The explicit minimum margin is that our scripts that manage pool
quotas always insist on a 10 MByte safety margin. The implicit
minimum margin is that we normally only set pool quotas in full GB,
so a pool can be left with several hundred MB of space between its
real maximum capacity and the nearest full GB.
All of this pushes the problem back one level, which is determining
what the pool's actual capacity is so we can know where this safety
margin is. This is relatively straightforward for us because all
of our pools use mirrored vdevs, which means that the size reported
zpool list' is a true value for the total usable space (people
with raidz vdevs are on their own here). However, we must reduce
this raw capacity a bit, because ZFS reserves 1/32nd of the pool
for its own internal use. We must reserve
at least 10 MB over and above this 1/32nd of the pool in order to
actually have a safety margin.
(All of this knowledge and math is embodied into a local script, so that we never have to do these calculations by hand or even remember the details.)

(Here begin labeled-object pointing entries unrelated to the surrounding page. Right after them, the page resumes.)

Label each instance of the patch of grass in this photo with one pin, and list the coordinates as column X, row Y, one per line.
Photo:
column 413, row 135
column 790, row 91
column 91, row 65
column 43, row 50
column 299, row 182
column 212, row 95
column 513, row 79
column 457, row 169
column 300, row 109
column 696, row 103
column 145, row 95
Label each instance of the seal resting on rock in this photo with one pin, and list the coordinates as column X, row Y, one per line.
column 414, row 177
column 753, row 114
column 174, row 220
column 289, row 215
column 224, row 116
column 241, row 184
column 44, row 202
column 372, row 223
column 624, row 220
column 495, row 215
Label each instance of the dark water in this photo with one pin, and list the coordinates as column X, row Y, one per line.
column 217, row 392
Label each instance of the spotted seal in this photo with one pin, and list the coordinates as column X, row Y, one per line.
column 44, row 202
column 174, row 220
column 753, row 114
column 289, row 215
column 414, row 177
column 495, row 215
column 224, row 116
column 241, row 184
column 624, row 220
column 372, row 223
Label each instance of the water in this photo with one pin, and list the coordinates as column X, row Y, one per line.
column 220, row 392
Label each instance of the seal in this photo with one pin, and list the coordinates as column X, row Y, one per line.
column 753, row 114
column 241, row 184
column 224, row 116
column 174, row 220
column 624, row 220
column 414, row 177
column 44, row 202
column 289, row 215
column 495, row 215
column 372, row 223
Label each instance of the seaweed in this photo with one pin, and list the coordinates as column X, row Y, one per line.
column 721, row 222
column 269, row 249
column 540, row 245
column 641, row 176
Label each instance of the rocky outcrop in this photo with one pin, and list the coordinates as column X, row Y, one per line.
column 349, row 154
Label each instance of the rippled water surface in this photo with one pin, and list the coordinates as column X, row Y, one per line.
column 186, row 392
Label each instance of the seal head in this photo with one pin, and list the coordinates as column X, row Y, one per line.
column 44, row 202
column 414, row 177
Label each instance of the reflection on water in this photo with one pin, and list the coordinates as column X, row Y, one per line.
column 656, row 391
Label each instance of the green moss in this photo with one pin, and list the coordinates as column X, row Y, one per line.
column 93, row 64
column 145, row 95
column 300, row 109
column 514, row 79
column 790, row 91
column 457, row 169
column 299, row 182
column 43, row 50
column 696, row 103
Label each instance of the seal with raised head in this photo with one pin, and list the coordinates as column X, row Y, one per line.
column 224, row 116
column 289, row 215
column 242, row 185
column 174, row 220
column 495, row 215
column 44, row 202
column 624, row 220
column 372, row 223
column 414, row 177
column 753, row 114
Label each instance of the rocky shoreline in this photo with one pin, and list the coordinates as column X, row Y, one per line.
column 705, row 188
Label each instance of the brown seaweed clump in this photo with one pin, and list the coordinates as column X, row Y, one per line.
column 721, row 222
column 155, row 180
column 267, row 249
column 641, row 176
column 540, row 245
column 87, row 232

PS: These days in theory you can change ZFS properties and even remove files when your pool is what ZFS will report as 100% full. But you need to be sure that you really are freeing up space when you do this, not using more because of things like snapshots. Very bad things happen to your pool if it gets genuinely full right up to ZFS's internal redline (which is past what ZFS will normally let you unless you trick it); you will probably have to back it up, destroy it, and recreate it to fully recover.
(This entry was sparked by a question from a commentator on yesterday's entry on how big our fileserver environment is.)